The first reviews of The DaVinci Code movie are out, and soon everyone will weigh in on the merits (or lack thereof) of the film.
I'm predicting that the smug, literary types who have lambasted the novel for the past few years will grin and say, "The novel's is so bad that even Tom Hanks and Ron Howard couldn't make a blockbuster out of it." As if the quality of a novel had any relation to the quality of the adaptation of it to a different medium. Sure, there's some correlation (Gone with the Wind and The Godfather come to mind) but it's not absolute.
I thought the novel was good; I did not stop to think about the nitty gritty details, mainly because the book is a page turner, and I read it in two days.
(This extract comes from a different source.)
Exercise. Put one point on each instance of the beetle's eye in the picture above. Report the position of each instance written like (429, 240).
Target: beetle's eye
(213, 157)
One thing I liked was that it did cause me to wonder about the pictures and things talked about. So I went to the net and looked up all the paintings that they talked about, found pictures of the places they visited. Very interesting stuff. Now you can buy the illustrated version of the novel and not have to put the book down to fire up Google.
What about all the misconstrued "facts" in the book? Doesn't bother me one bit. It's a novel. A novelist can put whatever he wants between the covers of his book. Wait, let me qualify that, in light of the Opal Metha plagiarism scandal. A novelist can put almost anything in his book. When I read a novel, I know it's a novel, and I know that no matter how they're presented, the "facts" are the author's version of the "facts."
Remember the movie Fargo? That was, according to the opening credits, "a true story." Only it wasn't.
The Cohen brothers added some false verisimilitude to their story.